Parse json Array input


(Mehdi AOUADI) #1

I am retrieving some json data from a REST API ussing the http_poller input pluging :

http_poller {
  
  urls => {
     "myurl" => "https://myAPI"
  }
  interval => 30
  type => "myType"
  add_field => {
     "tag" => "myTag"
  }

}

This returns a json formatted data :
{"data_from_cache": false, "logs": [{"protocol": "PESIT", "processed": false }]}

I need this data to be indexed in elasticsearch and I already prepared a mapping :

{
    "my_mapping" : {
      "properties" : {
         "protocol"  : { "type": "string" },
         "processed" : { "type": "boolean" },  		
         "tag" : { "type" : "String" }
        }
    }
}

The data is not wrapped like the mapping. This configuration put the data like the following in elasticsearch :

data_from_cache: "false"
logs: "{ "protocol": "PESIT", "processed": false} "

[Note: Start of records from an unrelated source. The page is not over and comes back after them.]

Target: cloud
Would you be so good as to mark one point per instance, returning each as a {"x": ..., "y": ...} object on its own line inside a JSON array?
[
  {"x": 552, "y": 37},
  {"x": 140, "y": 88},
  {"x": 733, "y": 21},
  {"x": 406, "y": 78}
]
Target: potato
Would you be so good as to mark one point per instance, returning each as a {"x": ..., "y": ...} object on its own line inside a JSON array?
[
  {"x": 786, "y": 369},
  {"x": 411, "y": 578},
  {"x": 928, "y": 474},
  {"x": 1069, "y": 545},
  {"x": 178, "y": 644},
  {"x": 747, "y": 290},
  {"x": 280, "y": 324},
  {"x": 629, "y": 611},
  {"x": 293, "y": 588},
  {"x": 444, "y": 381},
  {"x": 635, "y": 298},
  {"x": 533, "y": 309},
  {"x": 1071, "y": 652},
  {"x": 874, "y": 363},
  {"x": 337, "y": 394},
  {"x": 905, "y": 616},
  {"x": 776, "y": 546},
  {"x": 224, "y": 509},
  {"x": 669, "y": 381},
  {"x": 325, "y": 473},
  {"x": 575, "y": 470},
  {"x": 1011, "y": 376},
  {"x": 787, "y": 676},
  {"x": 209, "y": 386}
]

I need the fields "protocol" and "processed" to be mapped as mentioned in separate fields. I do not need the data_from_cache field, I just need the data within logs in separate fields. How can I do that ? Should I use a json filter or a json codec ?


JSON file parsing
(Magnus B├Ąck) #2

It's unclear exactly what the data is stored like in Elasticsearch (use a stdout { codec => rubydebug } output to make thing unambiguous), but you may have to add codec => json to your http_poller input. Additionally you need a mutate filter that renames the protocol and processed subfields to the top level and deletes the undesired data_from_cache field.


(Mehdi AOUADI) #3

I already put a json codec . Finally I used a split filter to split the json data to fields and a mutate filter to delete the unused ones and rename the others in order to remove parent.child names of the fields (logs.protocol and logs.reprocessed). Here is my final config :

input {
  http_poller {      
		urls => {
		  "myurl" => "https://myRestAPIurl"
		}
		interval => 30
		type => "mytype"
		add_field => {
			"tag" => "myTag"
		 }
		 codec => "json" 
	}
}
filter {
 if [tag] == "myTag" {
		split {
			field => "logs"
		}
		mutate { 
			remove_field => [ "data_from_cache" ]
		}
		mutate {
			rename => { "[logs][protocol]" => "protocol" }
			rename => { "[logs][reprocessed]" => "reprocessed" }
		}
    }
output {
if [tag] == "myTag" {
		elasticsearch {
			hosts => [ "localhost:9200" ]
			index => "myIndex"
			document_type => "myType"
		}	
	}      
}

(system) #4

This topic was automatically closed 28 days after the last reply. New replies are no longer allowed.